Crawl, Max Delsohn (Oct 21)

Praised by George Saunders, this debut collection of stories sounds niche — 2010s transmasculine life in Seattle — but reaches farther into themes of sex, romance, gender expression and identity. 

Look Out: The Delight and Danger of Taking the Long Way, Edward McPherson (Oct 21)

From a writer whose previous books featured Buster Keaton, the future, and the atomic bomb, Edward McPherson turns his attention to a top-down view. Despite its privileged position, the bird’s eye view has been present throughout history, from Civil War times to our now ubiquitous drone warfare tactics. 

Self Care, Russell Smith (Oct 21)

The Canadian writer returns with a familiar tale of Millennial ennui — Gloria is a writer for The Hype Report, where her column “Self Care” makes her a Carrie Bradshaw hopeful. When she meets Daryn coming back from an anti-immigration rally, she offers to interview him under the guise of an article, but their newfound sexual relationship starts to reveal more about herself than her column ever could.

The Ten Year Affair, Erin Sommers (Oct 21)

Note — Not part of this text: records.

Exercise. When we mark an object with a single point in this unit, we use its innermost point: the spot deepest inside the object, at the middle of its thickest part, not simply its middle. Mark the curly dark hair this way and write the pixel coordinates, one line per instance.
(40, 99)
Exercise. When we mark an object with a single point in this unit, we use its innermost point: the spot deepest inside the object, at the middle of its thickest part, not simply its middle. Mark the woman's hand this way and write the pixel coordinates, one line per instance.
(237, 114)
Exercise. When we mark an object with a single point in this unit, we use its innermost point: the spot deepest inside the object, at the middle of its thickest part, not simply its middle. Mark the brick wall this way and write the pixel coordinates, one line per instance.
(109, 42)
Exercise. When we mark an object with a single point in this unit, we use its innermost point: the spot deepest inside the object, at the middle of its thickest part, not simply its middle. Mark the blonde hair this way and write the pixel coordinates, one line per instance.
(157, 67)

From the author of Stay Up with Hugo Best, the Publisher’s Marketplace reporter returns with “the best book about adultery since Madame Bovary” (Tony Tulathimutte). For fans of Seduction Theory or Big Swiss, two married couples meet and then split into parallel realities to test the depths of their desire. 

I Deliver Parcels in Beijing, Hu Anyan (Oct 28)

Already a hit in China, Hu Anyan’s I Deliver Parcels in Beijing was born out of online essays the night shift worker posted during the COVID pandemic. Quippy and delivering some much needed humanity to the specter of delivery work, Anyan reinvents the narrative of the marketplace. 

Retribution: Donald Trump and the Campaign That Changed America, Jonathan Karl (Oct 28)

Jonathan Karl, one of my favorite political writers, returns with Retribution, tracking the journey of the formerly down-and-out President Trump to the unthinkable position of the highest power in office. Journalistically solid and meticulous, Karl’s reporting always provides a much-needed explanation to the chaos of 21st century politics.